A contract is an agreement that is legally binding, and can be enforced in court.
Q: So what are the magic ingredients that make an agreement a legally binding contract?
First, there must be a concrete, bona fide offer, for example, “I will sell you those shoes for $25”. But if the seller had said instead, “I am not selling those shoes, but if I did I would probably sell them for $25,” then no contract can result. (This is similar to the language used in a letter of intent, which is also not legally enforceable.)
Second, there must be an acceptance that matches the offer on at least the main terms, such that there is a “meeting of the minds”—“I will buy those shoes for $25.” If there isn’t a match, then the reply to the offer might be considered a counteroffer (“I will buy those shoes for $20”) which requires its own acceptance. Note that an offer can be accepted not only with words (oral or written), but also with actions, for example handing over the $25.
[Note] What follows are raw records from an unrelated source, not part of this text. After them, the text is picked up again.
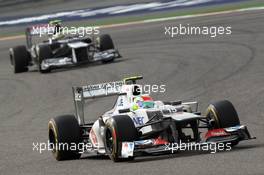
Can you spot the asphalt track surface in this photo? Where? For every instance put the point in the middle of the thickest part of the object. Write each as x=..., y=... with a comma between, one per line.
x=192, y=68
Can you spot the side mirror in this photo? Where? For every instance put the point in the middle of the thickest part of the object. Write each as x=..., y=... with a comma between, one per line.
x=124, y=110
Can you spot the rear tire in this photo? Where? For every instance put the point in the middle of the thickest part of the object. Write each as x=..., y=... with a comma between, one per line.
x=224, y=115
x=43, y=52
x=119, y=129
x=64, y=130
x=19, y=58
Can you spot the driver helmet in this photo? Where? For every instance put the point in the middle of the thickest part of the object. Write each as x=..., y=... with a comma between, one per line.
x=142, y=102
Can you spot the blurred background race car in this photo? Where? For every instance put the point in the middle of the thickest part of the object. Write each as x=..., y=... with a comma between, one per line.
x=58, y=50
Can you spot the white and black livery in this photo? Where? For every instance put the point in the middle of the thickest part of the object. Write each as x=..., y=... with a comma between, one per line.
x=138, y=125
x=59, y=52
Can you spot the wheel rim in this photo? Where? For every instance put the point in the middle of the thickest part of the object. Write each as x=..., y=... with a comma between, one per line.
x=109, y=141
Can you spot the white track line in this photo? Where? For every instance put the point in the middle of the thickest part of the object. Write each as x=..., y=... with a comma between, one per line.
x=157, y=20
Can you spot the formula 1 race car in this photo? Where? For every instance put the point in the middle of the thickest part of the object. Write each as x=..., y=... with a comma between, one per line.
x=60, y=52
x=138, y=125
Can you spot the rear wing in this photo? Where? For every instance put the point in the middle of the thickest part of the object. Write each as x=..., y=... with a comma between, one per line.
x=81, y=93
x=37, y=30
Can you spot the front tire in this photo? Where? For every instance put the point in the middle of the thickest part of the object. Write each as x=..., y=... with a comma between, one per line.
x=19, y=58
x=64, y=130
x=43, y=52
x=119, y=129
x=105, y=42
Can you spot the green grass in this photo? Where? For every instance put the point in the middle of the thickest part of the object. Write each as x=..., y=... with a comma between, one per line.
x=154, y=15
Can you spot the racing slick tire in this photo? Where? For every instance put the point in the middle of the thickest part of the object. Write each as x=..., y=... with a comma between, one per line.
x=19, y=58
x=105, y=42
x=64, y=130
x=43, y=52
x=119, y=129
x=224, y=115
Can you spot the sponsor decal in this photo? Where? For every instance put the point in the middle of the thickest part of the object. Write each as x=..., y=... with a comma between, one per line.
x=127, y=149
x=216, y=133
x=138, y=120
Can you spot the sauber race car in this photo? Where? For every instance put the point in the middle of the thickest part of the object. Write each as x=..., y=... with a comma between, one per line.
x=58, y=50
x=138, y=125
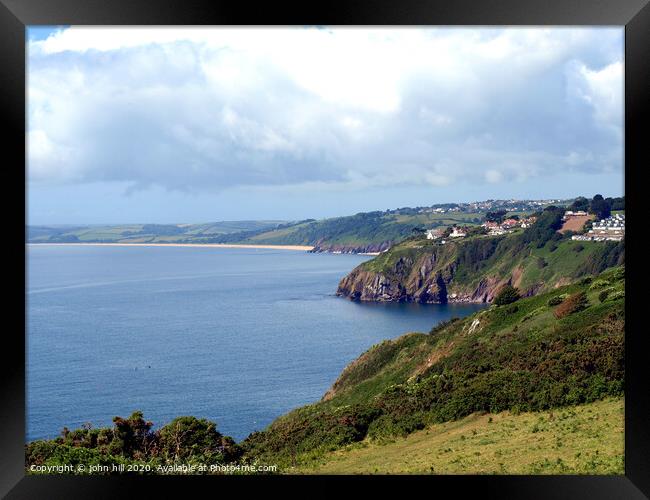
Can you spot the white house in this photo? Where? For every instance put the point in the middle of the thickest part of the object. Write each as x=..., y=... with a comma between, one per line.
x=457, y=233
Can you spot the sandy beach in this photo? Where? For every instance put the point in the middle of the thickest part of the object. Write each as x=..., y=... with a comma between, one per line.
x=208, y=245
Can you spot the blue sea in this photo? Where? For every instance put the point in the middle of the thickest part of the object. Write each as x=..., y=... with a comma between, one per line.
x=238, y=336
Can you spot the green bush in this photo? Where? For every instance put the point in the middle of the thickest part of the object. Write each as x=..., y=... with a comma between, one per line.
x=507, y=295
x=573, y=303
x=558, y=299
x=602, y=296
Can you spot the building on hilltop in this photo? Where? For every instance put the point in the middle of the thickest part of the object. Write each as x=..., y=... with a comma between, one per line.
x=610, y=229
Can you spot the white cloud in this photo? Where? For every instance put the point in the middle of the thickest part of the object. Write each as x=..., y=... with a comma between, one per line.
x=211, y=108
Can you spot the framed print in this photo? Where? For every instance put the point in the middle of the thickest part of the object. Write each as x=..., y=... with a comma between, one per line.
x=334, y=242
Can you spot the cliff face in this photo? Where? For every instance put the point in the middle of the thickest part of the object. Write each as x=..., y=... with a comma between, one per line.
x=427, y=279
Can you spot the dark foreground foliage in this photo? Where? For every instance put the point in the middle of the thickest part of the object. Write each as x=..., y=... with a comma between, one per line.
x=131, y=441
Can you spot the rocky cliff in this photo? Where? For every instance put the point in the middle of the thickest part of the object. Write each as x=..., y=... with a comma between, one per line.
x=427, y=278
x=473, y=270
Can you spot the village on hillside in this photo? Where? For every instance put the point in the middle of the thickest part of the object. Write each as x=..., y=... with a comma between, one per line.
x=587, y=226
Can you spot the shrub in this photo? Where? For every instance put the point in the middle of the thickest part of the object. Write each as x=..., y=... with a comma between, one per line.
x=599, y=283
x=572, y=304
x=185, y=437
x=557, y=300
x=507, y=295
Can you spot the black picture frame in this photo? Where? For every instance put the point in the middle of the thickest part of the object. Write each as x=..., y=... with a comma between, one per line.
x=15, y=15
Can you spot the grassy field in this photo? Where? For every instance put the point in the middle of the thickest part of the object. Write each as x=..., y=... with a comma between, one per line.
x=585, y=439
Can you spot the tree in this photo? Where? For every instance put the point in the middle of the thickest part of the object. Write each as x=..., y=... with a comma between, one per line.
x=507, y=295
x=600, y=207
x=574, y=303
x=580, y=203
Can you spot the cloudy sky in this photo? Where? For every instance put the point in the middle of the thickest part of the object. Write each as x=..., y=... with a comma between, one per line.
x=204, y=124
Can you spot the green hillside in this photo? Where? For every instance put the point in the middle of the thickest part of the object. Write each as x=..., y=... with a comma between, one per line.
x=474, y=268
x=552, y=350
x=584, y=439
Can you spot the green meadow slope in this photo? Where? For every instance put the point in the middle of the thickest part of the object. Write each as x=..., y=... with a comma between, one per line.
x=552, y=350
x=584, y=439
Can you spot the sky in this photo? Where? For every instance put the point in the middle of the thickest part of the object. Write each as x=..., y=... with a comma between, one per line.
x=197, y=124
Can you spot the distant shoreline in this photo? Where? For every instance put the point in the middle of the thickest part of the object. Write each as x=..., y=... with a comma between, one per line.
x=208, y=245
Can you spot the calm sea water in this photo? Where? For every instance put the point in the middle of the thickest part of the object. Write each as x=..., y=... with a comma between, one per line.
x=238, y=336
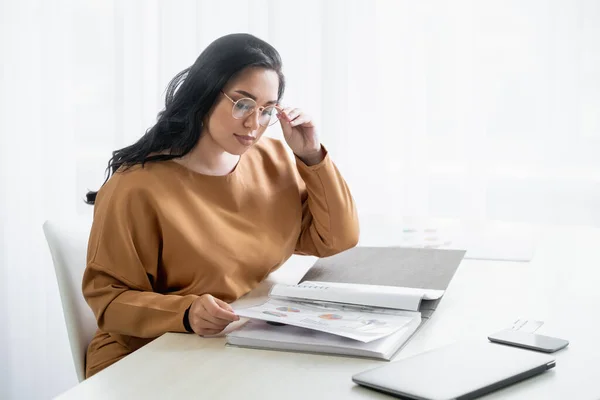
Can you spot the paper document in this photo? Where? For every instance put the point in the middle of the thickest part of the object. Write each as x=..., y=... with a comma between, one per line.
x=399, y=298
x=338, y=320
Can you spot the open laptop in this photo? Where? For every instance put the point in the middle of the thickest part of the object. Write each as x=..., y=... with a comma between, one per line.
x=459, y=371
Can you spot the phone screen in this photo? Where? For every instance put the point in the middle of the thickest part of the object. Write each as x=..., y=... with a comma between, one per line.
x=529, y=340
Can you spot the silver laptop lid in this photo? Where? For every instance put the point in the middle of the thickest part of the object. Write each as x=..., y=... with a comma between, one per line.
x=462, y=370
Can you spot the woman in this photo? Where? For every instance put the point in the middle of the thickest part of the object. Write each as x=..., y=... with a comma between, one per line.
x=199, y=211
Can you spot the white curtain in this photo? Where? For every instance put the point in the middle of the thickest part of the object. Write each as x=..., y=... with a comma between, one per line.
x=465, y=109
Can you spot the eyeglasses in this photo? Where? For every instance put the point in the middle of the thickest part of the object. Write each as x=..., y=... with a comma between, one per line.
x=245, y=107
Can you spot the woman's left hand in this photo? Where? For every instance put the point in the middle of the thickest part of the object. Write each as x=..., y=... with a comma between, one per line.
x=301, y=135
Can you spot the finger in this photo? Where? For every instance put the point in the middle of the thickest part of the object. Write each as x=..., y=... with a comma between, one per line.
x=286, y=113
x=216, y=311
x=302, y=120
x=206, y=323
x=219, y=322
x=293, y=114
x=209, y=332
x=224, y=305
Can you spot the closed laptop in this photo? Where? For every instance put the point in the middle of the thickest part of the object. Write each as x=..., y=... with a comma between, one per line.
x=459, y=371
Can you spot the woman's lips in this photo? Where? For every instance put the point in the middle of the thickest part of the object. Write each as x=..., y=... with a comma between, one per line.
x=245, y=140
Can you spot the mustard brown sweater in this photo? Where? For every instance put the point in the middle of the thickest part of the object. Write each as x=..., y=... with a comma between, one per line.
x=162, y=235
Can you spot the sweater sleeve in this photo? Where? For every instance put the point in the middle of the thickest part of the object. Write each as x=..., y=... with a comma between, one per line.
x=329, y=217
x=122, y=265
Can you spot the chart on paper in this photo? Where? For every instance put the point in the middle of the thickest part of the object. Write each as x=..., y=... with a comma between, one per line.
x=358, y=325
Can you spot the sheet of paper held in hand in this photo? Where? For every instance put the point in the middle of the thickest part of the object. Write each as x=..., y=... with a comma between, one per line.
x=365, y=326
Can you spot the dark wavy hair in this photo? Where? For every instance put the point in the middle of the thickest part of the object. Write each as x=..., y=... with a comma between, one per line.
x=189, y=97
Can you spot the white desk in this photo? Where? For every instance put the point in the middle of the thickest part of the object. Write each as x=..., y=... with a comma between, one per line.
x=560, y=286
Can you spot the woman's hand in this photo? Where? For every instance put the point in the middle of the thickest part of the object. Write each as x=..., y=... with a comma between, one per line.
x=209, y=315
x=300, y=134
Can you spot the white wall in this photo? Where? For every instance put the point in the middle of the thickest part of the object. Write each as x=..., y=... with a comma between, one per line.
x=467, y=109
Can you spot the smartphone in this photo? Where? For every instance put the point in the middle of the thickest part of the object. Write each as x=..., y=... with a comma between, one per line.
x=526, y=340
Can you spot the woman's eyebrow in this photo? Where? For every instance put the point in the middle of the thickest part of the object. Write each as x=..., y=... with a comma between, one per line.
x=243, y=92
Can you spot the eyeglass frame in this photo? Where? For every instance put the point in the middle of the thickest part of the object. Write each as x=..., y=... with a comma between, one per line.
x=257, y=107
Another necessary ingredient is “consideration,” not in the sense of the parties being nice to each other, but in the sense of each party bargaining for a benefit, including the ever popular “money.” Which sounds like it would always apply, because who makes an offer for which he does not seek a benefit in return? But for example, an offer of a gift (“I will give you $1 million because you are a lovely person”), even if promptly accepted with a hearty “yeah baby!” would not “normally” be legally binding, because there is no bargained-for benefit to the gift-giver. “Normally,” because there are exceptions where offers that lack consideration can still become legally binding.
Finally, some kinds of agreements must be in a signed writing to qualify as a contract.
Q: In some cases? You mean oral agreements can be legally binding?
Yes, if there is a valid offer, acceptance, and consideration, then most oral agreements qualify as contracts. Certain kinds of important agreements are required to be in a signed writing. In fact, the laws of every state except Louisiana require five kinds of agreements to be in a signed writing: 1) agreements to pay the debt of another; 2) agreements to sell or transfer real property; 3) agreements to get married; 4) agreements that cannot be completely performed within one year; and 5) agreements for the sale of goods (not services) worth more than $500. These laws are descended from the English Statute of Frauds enacted in 1677.
In addition, assignments (transfers of ownership) of patents, copyrights, and federal trademarks are all required by law to be in a signed writing. This often applies to exclusive licenses of patents, copyrights and trademarks, because they are often deemed equivalent to transfers of ownership. Also, a work made for hire contract with a non-employee must be in a signed writing.
Q: So oral agreements are okay?! Doesn’t that contradict what you are always saying?
I said oral agreements could be legally binding, but they are definitely not okay. Trust me when I say— in case of problems, there will always be a conflict over just what was agreed to. Any agreement concerning anything of value should always be in writing. I wholeheartedly agree with the quote variously attributed to Yogi Berra and Samuel Goldwyn: “A verbal contract isn’t worth the paper it’s written on.”
Q: Can a series of e-mails discussing deal terms be considered a contract?
Absolutely. And under the federal Electronic Signatures in Global and National Commerce (E-SIGN) Act and the largely complementary Uniform Electronic Transactions Act enacted in 47 states and the District of Columbia, an electronic signature in a business or commercial record will be given the same legal effect as a handwritten signature if it is: 1) a sound, symbol, or process; 2) attached to or logically associated with an electronic record; and 3) made with the intent to sign the electronic record. So an e-mail agreement could be legally binding even if it concerned one of the five “Statute of Frauds” categories of agreements. Typically, the problem will be figuring out whether in the back and forth of e-mails there was ever truly a meeting of the minds—an offer of terms that was substantially accepted by the other side.
Q: Putting this in the context of license agreements—are so-called “clickwrap” and “shrinkwrap” software license agreements legally binding?
Yes, they can be. If the licensor made the terms of the license clear and visible to the licensee, and gave the licensee an opportunity to manifest its acceptance, either by removing the shrinkwrap on the install disc or clicking a “Yes, I Accept These Terms” button on a website before downloading the software, then the licensee will be bound by the license terms. On the other hand, courts have ruled that where the license terms were on a submerged screen not visible from the download screen, then the downloader is not legally bound. Similarly, if the license terms were not clearly and completely visible to the buyer/licensee before he removed the shrinkwrap, then he would not be bound. I will examine some of these cases in greater detail in future posts.